Jusqu'ici les auteurs qui ont traité du culte des génies protecteurs de villages, se sont surtout attachés à nous en décrire les diverses cérémonies officielles. Celles-ci, qui se répètent partout à peu près de la même façon, n'en constituent cependant que la manifestation extérieure, calquée en quelque sorte sur les grandes cérémonies d'État (du Nam-giao et des Văn-miếu). Derrière cette forme officielle, s'en cache une autre certainement plus ancienne et, selon nous, beaucoup plus intéressante : la célébration du hèm ou rite secret. Elle doit être la survivance de rites antiques, et son étude nous révélerait l'originalité propre de chaque génie. C'est précisément cette partie de culte qui a été négligée.

« Or la reconnaissance officielle des cultes communaux semble dater seulement du XVIe siècle (1). Le Ministère des Rites commença alors à fixer par écrit et à uniformiser les légendes locales. Ensuite l'autorité royale, par des brevets, investit les dieux de dignités hiérarchiques. Mais si l'on compare ces légendes officielles, que l'École Française d'Extrême-Orient a entrepris de faire copier méthodiquement au Tonkin, avec les légendes orales non officielles ayant cours dans les villages, on constater entre elles des différences sensibles ; souvent aussi les coutumes dont nous avons parlé ne s'expliquent nullement par la légende écrite, tandis qu'elles ont avec la légende orale des rapports étroits. Il est probable qu'en voulant organiser officiellement les cultes locaux, le gouvernement se heurta à des croyances populaires qu'il lui fut impossible d'admettre, mais qui n'en ont pas moins survécu jusqu'à nos jours. » (2)

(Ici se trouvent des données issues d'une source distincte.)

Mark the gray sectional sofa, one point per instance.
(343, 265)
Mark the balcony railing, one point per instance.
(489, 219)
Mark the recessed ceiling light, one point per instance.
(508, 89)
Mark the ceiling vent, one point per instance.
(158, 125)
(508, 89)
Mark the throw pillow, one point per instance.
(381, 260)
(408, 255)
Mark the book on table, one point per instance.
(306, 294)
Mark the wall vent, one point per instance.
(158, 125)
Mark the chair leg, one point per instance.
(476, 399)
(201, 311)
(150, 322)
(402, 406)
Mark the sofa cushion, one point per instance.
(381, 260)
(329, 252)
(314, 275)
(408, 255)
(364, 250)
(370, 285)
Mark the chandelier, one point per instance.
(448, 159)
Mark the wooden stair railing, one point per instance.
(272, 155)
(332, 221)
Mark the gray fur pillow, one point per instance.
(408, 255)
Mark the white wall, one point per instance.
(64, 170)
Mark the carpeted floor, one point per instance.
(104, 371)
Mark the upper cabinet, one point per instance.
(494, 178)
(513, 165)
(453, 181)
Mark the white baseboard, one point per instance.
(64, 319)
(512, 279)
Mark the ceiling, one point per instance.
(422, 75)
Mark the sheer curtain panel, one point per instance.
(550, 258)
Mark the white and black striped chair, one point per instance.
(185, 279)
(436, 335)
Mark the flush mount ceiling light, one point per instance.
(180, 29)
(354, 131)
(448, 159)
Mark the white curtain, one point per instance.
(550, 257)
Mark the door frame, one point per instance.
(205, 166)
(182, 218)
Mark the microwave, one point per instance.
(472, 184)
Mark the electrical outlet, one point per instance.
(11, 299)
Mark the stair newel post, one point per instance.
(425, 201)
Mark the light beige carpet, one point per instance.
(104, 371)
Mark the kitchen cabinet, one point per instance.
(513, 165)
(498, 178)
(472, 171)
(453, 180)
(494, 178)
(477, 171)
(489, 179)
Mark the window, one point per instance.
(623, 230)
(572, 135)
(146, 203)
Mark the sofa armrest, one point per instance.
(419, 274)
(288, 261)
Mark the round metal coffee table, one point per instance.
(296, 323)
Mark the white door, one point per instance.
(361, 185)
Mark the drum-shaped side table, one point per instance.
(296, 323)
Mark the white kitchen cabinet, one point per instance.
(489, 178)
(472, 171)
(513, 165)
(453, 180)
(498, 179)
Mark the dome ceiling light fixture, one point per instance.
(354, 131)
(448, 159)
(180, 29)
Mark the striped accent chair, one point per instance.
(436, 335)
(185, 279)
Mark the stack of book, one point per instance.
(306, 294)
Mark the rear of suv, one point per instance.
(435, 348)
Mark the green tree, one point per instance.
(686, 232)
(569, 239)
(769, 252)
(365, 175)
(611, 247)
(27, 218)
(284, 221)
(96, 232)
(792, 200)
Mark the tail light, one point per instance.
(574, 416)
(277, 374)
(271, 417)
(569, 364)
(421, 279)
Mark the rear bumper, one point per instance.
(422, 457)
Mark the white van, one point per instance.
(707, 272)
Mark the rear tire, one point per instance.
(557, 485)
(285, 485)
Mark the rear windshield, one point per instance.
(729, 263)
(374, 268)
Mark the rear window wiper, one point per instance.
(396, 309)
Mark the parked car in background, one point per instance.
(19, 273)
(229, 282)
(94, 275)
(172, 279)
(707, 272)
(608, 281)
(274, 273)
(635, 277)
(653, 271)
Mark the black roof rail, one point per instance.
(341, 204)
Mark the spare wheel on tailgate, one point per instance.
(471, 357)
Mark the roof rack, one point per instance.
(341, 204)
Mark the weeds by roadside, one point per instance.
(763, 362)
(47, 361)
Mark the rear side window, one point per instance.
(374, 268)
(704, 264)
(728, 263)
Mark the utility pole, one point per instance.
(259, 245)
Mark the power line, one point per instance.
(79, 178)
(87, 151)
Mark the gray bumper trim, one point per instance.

C'est ainsi que de nombreux villages adorent comme génies un ramasseur de fumier, un voleur, etc. ; d'où résultent des rites spéciaux accomplis lors de la fête annuelle, et des interdits et des coutumes spéciaux à chaque localité.

Les Annamites conçoivent l'autre monde à l'image du monde terrestre. Puisqu'il existe dans celui-ci des gens de conditions diverses, il doit en exister aussi dans celui-là. De même, chaque génie, comme chaque individu , a son histoire propre. Les rites spéciaux célébrés lors de la cérémonie annuelle en son honneur, ont pour but de rappeler les principaux épisodes de son histoire.

Cette manière de commémorer le souvenir des génies est de rigueur, car c'est de son observance plus ou moins fidèle que dépend le bonheur des habitants. Est-ce à dire que ceux-ci ne se rendent pas compte du caractère quelquefois puéril de ces rites ? Loin de là, ils s'en rendent si bien qu'ils ne célèbrent ces rites que la nuit le plus souvent, ou au fond du sanctuaire, où aucun regard indiscret ne pénètre.

On pourrait rapprocher de ces observances rituelles la coutume de brûler, à l'intention des morts, des papiers votifs représentant les objets dont ceux-ci, de leur vivant, ont fait un usage courant. Dans les familles qui ont eu un ancêtre fumeur d'opium, par exemple, on prépare, le jour de son anniversaire, un service de fumerie qu'on dépose sur l'autel avec les autres offrandes. La lampe est allumée, et des pipes d'opium cuites, comme si le mort devait fumer véritablement.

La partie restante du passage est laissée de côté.